Mike Noronha, Barnet Museum trustee, said he hopes the lease of the well house will be transferred by early summer and once future ownership of the building is secured the museum intends to work with Historic England and the Heritage Trust to try secure grants and raise funds for the restoration work.

The woman would have had me drunk three more,
but I could not, my belly being full...

The well house is a grade II listed building, but is currently on the at-risk register because of its poor state of repair.

Surveyors commissioned by Historic England have proposed extensive repairs and other measures to conserve the building and surrounding small green which sits in the middle of the Wellhouse estate of former council houses, built in the 1920s and 1930s.

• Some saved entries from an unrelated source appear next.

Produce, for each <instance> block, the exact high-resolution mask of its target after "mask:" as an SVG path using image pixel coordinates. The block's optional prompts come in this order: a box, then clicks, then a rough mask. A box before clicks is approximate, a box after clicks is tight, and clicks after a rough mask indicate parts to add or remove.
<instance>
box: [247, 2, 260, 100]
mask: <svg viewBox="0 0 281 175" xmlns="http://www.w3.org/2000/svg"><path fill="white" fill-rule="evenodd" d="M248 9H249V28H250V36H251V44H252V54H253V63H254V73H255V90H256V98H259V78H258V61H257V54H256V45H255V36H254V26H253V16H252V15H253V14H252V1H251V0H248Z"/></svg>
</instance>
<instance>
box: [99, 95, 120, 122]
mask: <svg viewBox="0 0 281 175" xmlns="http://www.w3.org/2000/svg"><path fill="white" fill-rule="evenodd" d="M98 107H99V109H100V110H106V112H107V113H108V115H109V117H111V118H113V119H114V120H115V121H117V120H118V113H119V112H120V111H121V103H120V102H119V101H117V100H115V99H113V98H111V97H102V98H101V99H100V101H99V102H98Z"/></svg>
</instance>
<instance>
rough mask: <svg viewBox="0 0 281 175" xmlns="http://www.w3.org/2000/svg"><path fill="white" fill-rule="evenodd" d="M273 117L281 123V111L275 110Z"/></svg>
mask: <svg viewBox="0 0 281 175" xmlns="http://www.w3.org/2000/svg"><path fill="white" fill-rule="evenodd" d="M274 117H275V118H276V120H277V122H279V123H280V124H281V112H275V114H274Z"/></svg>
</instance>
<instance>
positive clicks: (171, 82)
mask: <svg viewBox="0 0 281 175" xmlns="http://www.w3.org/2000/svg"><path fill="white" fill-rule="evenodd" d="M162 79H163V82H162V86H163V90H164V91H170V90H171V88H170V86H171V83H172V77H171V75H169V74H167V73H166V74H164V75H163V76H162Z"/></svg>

Barnet Museum, which holds the keys to the well house, and which organises several well-attended open days each year, has been campaigning to persuade Barnet Council to carry out repairs and help raise the profile of the well, one of Barnet’s oldest and best-preserved constructions.

Below the well house is a 17th century brick vault. A stairway of twelve steps leads down to the almost totally unchanged vaulted well chamber, with its original red floor bricks and two tanks that are filled by spring water.

The well was originally on Barnet Common, which stretched from Wood Street to Dollis Valley, and mock-Tudor well house was constructed when Barnet Urban District Council acquired the land and built the Wellhouse estate.  

A history of the physic well written by Carla Hermann, of the Barnet Museum, describes it as “the tourist attraction that never quite made it”, and her account explains the reasons why much more could be made of Barnet place in the history of spa towns and why it never became as famous as the medicinal waters of Bath and Tunbridge Wells.

The first mention of the discovery of Barnet’s spring was in 1586 in William Camden’s book Britannica. In 1650, there were reports of the Barnet water being over-exploited and in 1656 the Barnet Vestry appointed a well-keeper.

Samuel Pepys “rode north to see the wells” in July 1664, and after lunch at the Red Lion he continued to the well “and there I drunk three glasses and went and walked, and came back and drunk two more”.

“The woman would have had me drunk three more, but I could not, my belly being full – but this wrought me very well; and so we rode home...and my waters working at least seven or eight times upon the road, which pleased me well.”

In 1667, Pepys visited the well a second time when he “took only three glasses of well water” before retiring to the Red Lion, where he “ate some of the best cheese cakes I ever did eat in my life.”